Rand Paul On Bush Tax Cut Debate: 'You Can't Punish Rich People' (VIDEO)
Kentucky Republican Senate Candidate Rand Paul fired a line of defense on behalf of wealthy Americans on Friday night in arguing why he thinks tax cuts enacted under President George W. Bush should remain in place.
When asked to weigh in on how Democrats are handling the issue by Fox News host Sean Hannity, Paul said, "Well, my guess is they think they will lose on the issue and they see that the American public doesn't buy this 'soak the rich' or 'tax the rich.'"
The Tea Party-backed hopeful added, "What I've been saying in my speeches is 'do you remember when they said they wanted to tax the yachts?' They were going to tax these big boats that the rich people bought. Well, guess what? The rich people went to the Virgin Islands and bought their boats down there. But, you know who was hurt? The ship builders in Connecticut. You can't punish rich people. You end up punishing the people who work for them, or you punish the people who they buy things from. It makes no sense to soak the rich."
Whether or not the tax cuts approved by Bush -- which are set to expire at the end of this year -- should be extended for the wealthy has emerged as a hot topic for debate among lawmakers and candidates running for office in the midterm election cycle.
The White House, as well as many Democrats, have voiced support for leaving the reduced rates in place, with the exception of for the top income bracket, or individuals earning more than $200,000, and families making more than $250,000, each year.
On CNN's 'State of the Union' on Sunday, Sen. Joe Lieberman (I-CT) predicted that Congress would permanently reinstate the tax cuts for middle class Americans while temporarily extending the cuts for wealthy Americans for one or two years.

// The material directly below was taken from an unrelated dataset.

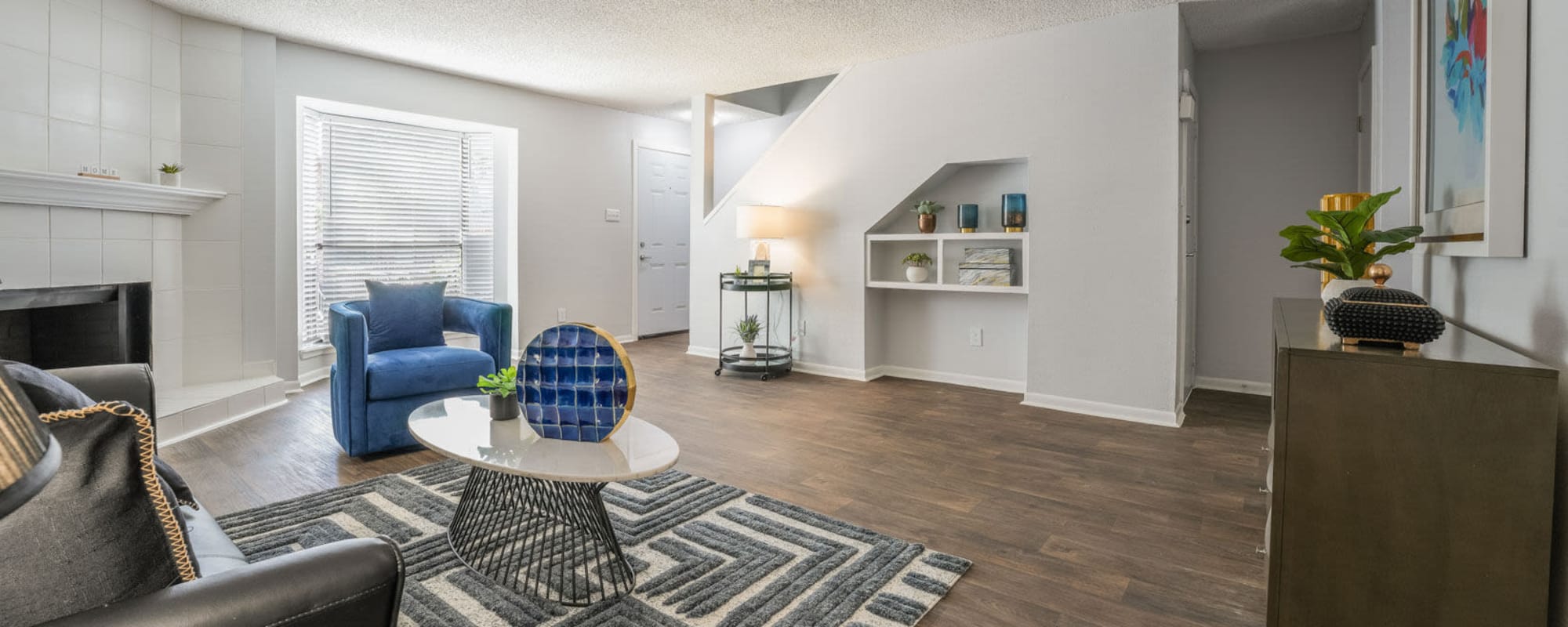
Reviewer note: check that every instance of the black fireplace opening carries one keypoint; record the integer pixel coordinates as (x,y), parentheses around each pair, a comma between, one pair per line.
(78,325)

A CNN/Opinion Research poll released last month found that just over half the country agrees with the plan. According to the survey, 51 percent say the tax breaks should remain instated for families making less than $250,000 each year, but not for households bringing in more than that income amount. By contrast, 31 percent favor allowing the cuts to continue for all taxpayers, regardless of annual earnings.